Through helping other women, I actually got so good at changing my perception that I LOVE my wiggle tooth! I’m not saying that I want to have a retainer with a tooth attached my whole life… but then again, maybe I do! The tooth is such a relatable subject and always an instant icebreaker. I often joke that “I am soooo HOT, I don’t need all my teeth!” It is funny– I like funny. But Mr. Greene doesn’t love it so much… I guess when he takes his wife out a on a romantic date, he would like to look across the table at a full toothed smile. It’s particularly annoying to him because we have already paid to have it repaired, and I’m putting it off because it’s so funny. I guess I can see his point of view on this.
So, on October 16th, I reluctantly dragged myself to the oral surgeon. I was so sad—not only would my adorable toothlessness be gone, but I knew it was going to hurt. I’m not really one who thinks being drilled on is fun. With that said, I firmly believe in choosing to have fun in any situation — here in this picture with the drill head attached to the recently placed implant.

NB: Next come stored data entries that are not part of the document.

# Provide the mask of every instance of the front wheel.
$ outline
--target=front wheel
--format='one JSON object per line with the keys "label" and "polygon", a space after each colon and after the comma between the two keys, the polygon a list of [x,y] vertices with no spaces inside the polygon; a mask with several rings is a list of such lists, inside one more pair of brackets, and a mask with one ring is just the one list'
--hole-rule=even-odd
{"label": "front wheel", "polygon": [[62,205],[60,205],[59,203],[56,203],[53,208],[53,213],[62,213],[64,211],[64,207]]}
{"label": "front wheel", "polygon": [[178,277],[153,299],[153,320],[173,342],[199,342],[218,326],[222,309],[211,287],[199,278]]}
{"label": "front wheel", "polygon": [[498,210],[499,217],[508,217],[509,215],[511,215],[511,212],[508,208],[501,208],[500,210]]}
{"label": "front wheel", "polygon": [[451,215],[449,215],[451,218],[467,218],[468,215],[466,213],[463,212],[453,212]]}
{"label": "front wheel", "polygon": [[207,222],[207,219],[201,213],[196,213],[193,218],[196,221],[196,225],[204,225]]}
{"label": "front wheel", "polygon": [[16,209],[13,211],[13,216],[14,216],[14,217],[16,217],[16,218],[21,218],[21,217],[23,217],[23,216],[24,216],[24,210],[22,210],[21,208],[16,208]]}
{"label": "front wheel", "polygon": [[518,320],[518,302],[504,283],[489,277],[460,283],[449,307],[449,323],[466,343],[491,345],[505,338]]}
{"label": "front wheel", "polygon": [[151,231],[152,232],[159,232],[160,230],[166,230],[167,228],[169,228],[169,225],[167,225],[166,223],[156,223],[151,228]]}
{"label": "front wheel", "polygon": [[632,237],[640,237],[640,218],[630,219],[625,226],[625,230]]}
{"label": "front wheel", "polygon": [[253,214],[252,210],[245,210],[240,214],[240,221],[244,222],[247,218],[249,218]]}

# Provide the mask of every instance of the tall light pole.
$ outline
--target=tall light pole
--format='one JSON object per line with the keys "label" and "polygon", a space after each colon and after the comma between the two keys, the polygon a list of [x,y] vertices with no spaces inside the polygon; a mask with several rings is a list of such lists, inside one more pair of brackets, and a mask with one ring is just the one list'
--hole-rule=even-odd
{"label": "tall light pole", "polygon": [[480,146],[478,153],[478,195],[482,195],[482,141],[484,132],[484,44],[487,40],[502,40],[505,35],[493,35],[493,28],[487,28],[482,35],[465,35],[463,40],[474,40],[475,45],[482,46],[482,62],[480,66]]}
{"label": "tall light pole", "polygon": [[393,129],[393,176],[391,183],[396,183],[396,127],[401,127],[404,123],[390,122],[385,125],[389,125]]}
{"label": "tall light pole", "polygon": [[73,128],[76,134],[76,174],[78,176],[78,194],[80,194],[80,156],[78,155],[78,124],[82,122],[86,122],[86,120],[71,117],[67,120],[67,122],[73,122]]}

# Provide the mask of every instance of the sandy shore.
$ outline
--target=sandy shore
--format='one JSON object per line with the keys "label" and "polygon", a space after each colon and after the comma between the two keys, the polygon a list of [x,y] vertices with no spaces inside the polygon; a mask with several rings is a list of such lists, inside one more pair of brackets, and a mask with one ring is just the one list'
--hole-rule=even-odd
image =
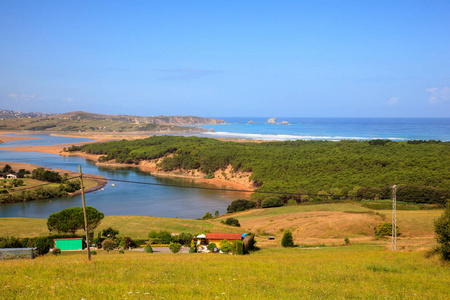
{"label": "sandy shore", "polygon": [[[12,142],[12,141],[21,141],[21,140],[38,140],[38,137],[31,136],[10,136],[8,134],[21,134],[26,135],[23,132],[14,132],[14,131],[2,131],[0,132],[0,141],[4,142]],[[1,144],[0,144],[1,145]]]}
{"label": "sandy shore", "polygon": [[[0,138],[3,138],[3,135],[5,132],[0,133]],[[9,133],[9,132],[8,132]],[[84,145],[84,144],[91,144],[91,143],[97,143],[97,142],[107,142],[111,140],[120,140],[120,139],[142,139],[147,138],[146,135],[124,135],[124,134],[83,134],[83,135],[69,135],[69,134],[52,134],[55,136],[65,136],[65,137],[83,137],[83,138],[91,138],[95,139],[94,141],[90,142],[81,142],[81,143],[75,143],[75,144],[62,144],[62,145],[52,145],[52,146],[18,146],[18,147],[4,147],[2,148],[0,146],[0,151],[24,151],[24,152],[43,152],[43,153],[54,153],[54,154],[60,154],[65,156],[80,156],[88,160],[95,161],[97,165],[106,166],[106,167],[137,167],[141,169],[144,172],[149,172],[152,175],[155,176],[162,176],[162,177],[181,177],[181,178],[190,178],[194,179],[196,182],[201,183],[207,183],[212,184],[217,187],[225,187],[229,189],[236,189],[236,190],[246,190],[246,191],[253,191],[255,188],[252,185],[252,182],[248,180],[248,177],[250,177],[251,174],[239,174],[239,176],[234,176],[230,174],[230,170],[226,170],[227,179],[224,178],[222,175],[222,171],[217,171],[215,178],[212,179],[205,179],[203,178],[205,174],[202,174],[198,171],[194,171],[192,173],[191,171],[173,171],[173,172],[164,172],[161,169],[159,169],[156,166],[156,163],[153,161],[142,161],[139,165],[129,165],[129,164],[118,164],[114,162],[108,162],[108,163],[99,163],[98,158],[100,155],[92,155],[92,154],[84,154],[84,153],[68,153],[64,152],[64,148],[68,148],[72,145]],[[15,137],[16,138],[16,137]],[[22,137],[20,137],[22,138]],[[23,137],[22,139],[27,139],[30,137]],[[3,140],[3,139],[1,139]],[[241,178],[239,178],[241,177]],[[245,193],[247,196],[250,195],[250,193]]]}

I would like to point out that my lip color survived all of this with grace— meaning it stays on like a rock star! I forgot to take pictures that night of my still perfect makeup because I was high—you know, legally drugged up—since it really hurts to get drilled on. The important thing that every girl needs coming out of oral surgery is to know that her makeup is still there and looking awesome. I can help with you with that part, but the missing-tooth hotness, you will have to take care of on your own. I can show you how to bring out your best without looking like you tried too hard. If you want amazing skin, and want to know where to put your makeup and the right colors just for you that stay looking perfect all day until you take it off— I can help with that.
As for my tooth, in four months, after the bone heals around the implant, I will get a new set of not-as-hot-though-very-expensive-teeth. I firmly believe that Mr. Greene will miss the wiggle tooth. Although, if we’re being completely honest… probably not.